Established by the U.N. in 1949 to carry out relief and work programs for the hundreds of thousands of Arabs who fled their homes during the 1948 War of Independence, UNRWA grants refugee status to those refugees’ descendants in perpetuity, including those with citizenship in other countries. As a result, the number of Palestinian refugees registered with the organization has mushroomed from 750,000 in 1950 to nearly six million today.
The main U.N. refugee agency, UNHCR, which cares for the rest of the refugees in the world, has no such policy. Citing decades of hate and terror indoctrination, the Trump administration cut U.S. funding to UNRWA in 2018, a move President Joe Biden reversed shortly after taking office in 2021.
Last summer, the U.S. State Department allocated more than $200 million for UNRWA despite the glorification of violence and terrorism in its schools contrary to an agreement conditioning funding on the prevention of teaching hate and antisemitism. The U.S. has been UNRWA’s largest donor; total assistance to UNRWA during the Biden administration reached more than $600 million.

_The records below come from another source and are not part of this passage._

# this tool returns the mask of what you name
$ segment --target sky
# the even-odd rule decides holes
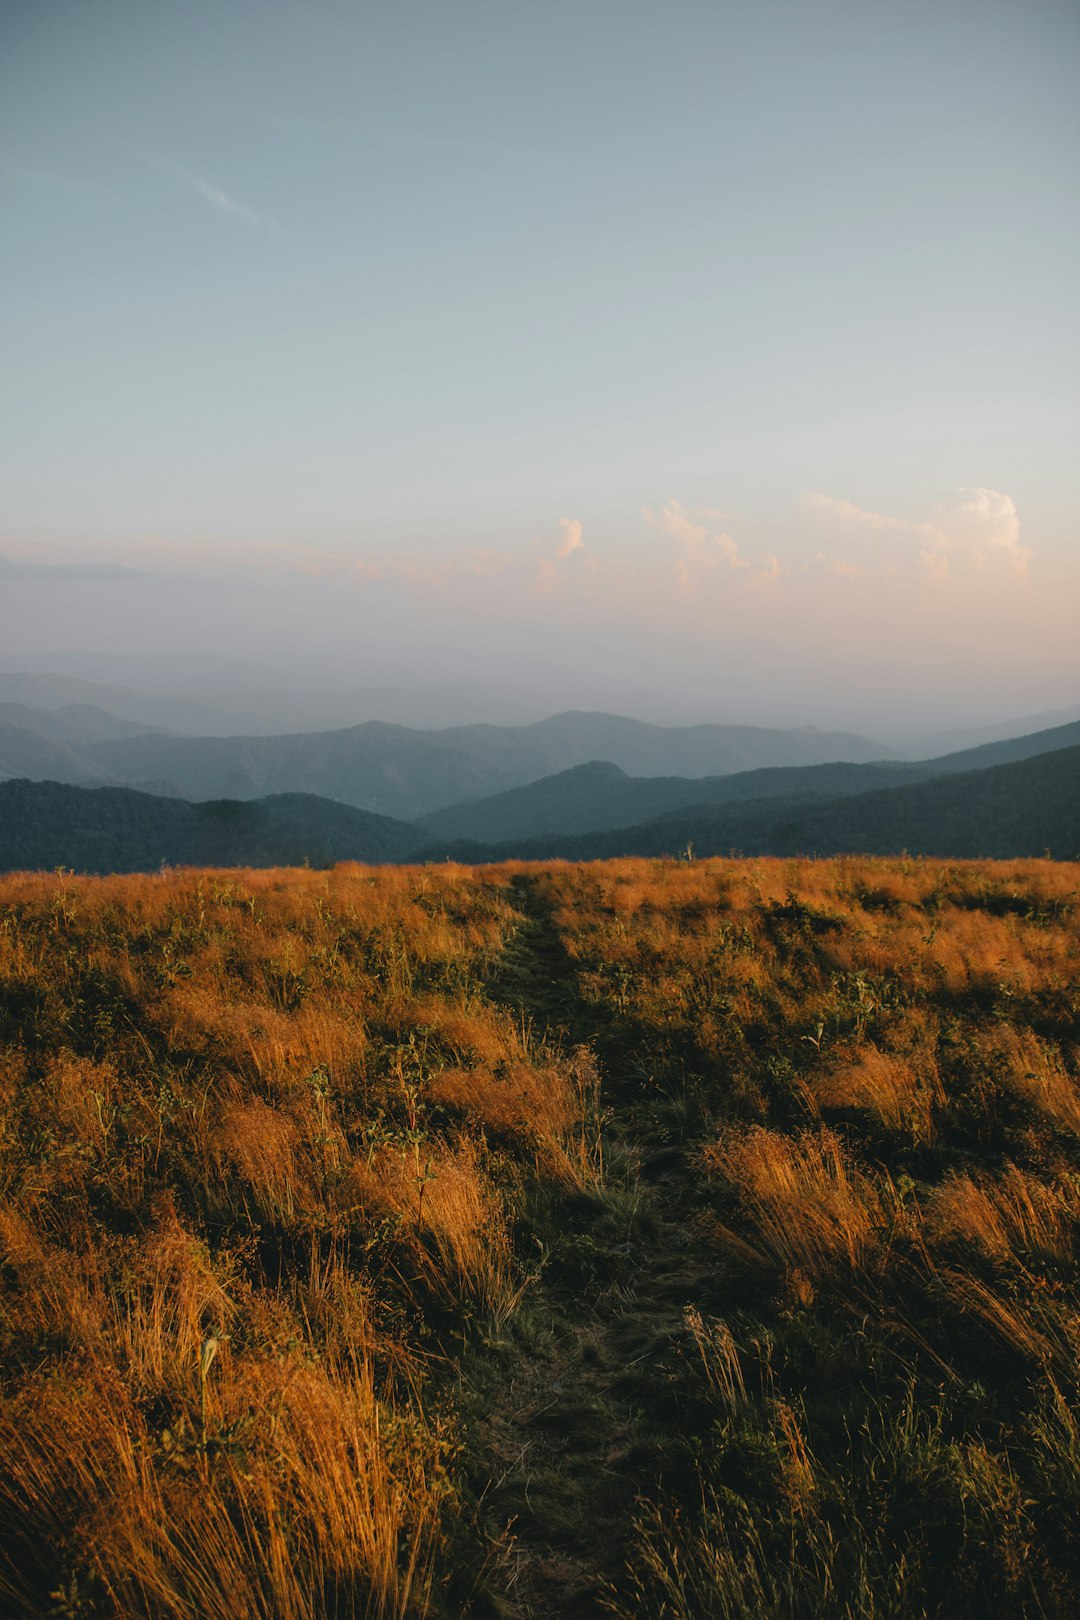
[[[4,0],[5,656],[1080,704],[1077,82],[1075,0]]]

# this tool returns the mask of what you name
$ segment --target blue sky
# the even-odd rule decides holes
[[[1072,0],[0,30],[9,645],[1077,692]]]

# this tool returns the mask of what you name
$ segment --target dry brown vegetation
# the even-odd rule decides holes
[[[1075,1612],[1076,868],[538,881],[715,1256],[619,1612]]]
[[[5,878],[0,1608],[1075,1613],[1078,891]]]
[[[784,1136],[758,1127],[710,1145],[704,1159],[737,1194],[758,1246],[729,1227],[714,1235],[755,1263],[811,1281],[857,1270],[885,1226],[877,1188],[834,1131]]]
[[[512,1303],[523,1178],[594,1173],[594,1068],[481,988],[504,886],[14,877],[0,905],[4,1606],[437,1609],[432,1325]]]

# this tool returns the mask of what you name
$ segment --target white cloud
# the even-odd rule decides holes
[[[779,557],[775,557],[770,551],[765,558],[764,564],[754,575],[753,583],[755,585],[771,585],[773,580],[780,579],[786,573],[787,569],[783,567]]]
[[[185,168],[182,164],[174,163],[168,158],[161,157],[156,152],[136,151],[135,155],[147,168],[153,169],[156,174],[162,175],[173,185],[183,185],[197,197],[200,197],[207,207],[212,208],[215,214],[223,219],[241,220],[257,230],[267,231],[273,236],[295,240],[293,233],[285,226],[272,219],[269,214],[263,214],[255,208],[249,208],[239,198],[225,191],[221,186],[215,185],[203,174],[196,174],[193,169]]]
[[[219,186],[211,185],[210,181],[204,180],[202,175],[188,174],[185,171],[184,179],[219,214],[228,214],[234,219],[242,219],[248,225],[270,224],[270,221],[264,218],[262,214],[256,213],[254,208],[247,208],[242,202],[237,202],[235,197],[230,197],[228,192],[222,191]]]
[[[928,517],[917,519],[875,512],[819,491],[805,495],[803,504],[825,522],[910,536],[915,559],[935,580],[947,578],[954,562],[981,568],[994,559],[1006,561],[1014,574],[1026,574],[1031,552],[1021,544],[1020,515],[1012,496],[984,488],[962,488],[958,494],[964,499],[939,502]]]
[[[575,551],[585,549],[585,540],[582,535],[580,518],[560,518],[559,528],[562,530],[562,539],[555,548],[554,557],[544,556],[542,553],[536,558],[536,572],[533,577],[532,589],[534,591],[554,590],[559,581],[560,573],[557,563],[567,562]],[[546,550],[546,545],[545,545]],[[565,578],[566,576],[561,576]]]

The Oct. 7 massacre has placed renewed international focus on UNRWA’s terrorism ties and led to calls from across the Israeli political spectrum to cut all ties with the organization, while the heads of the agency, backed by the E.U. foreign policy chief Josep Borell, seek to rescue the agency by means of an investigation into the wrongdoing.
But after decades of on-again off-again criticism of UNRWA, the wealth of intelligence information uncovered during IDF operations in Gaza has called the continued existence of the organization in question as never before.
Amid a groundswell of national and international concern over the U.N. agency’s connection to Palestinian terrorism, the Israeli Foreign Ministry is proposing to redirect aid to the Palestinians through the World Food Program, an organization within the U.N. that provides food assistance worldwide.
Another option under consideration, pending American support, is funneling the support through USAID, an independent American agency primarily responsible for administering civilian foreign aid and development assistance that has carried out smaller aid activity in Gaza.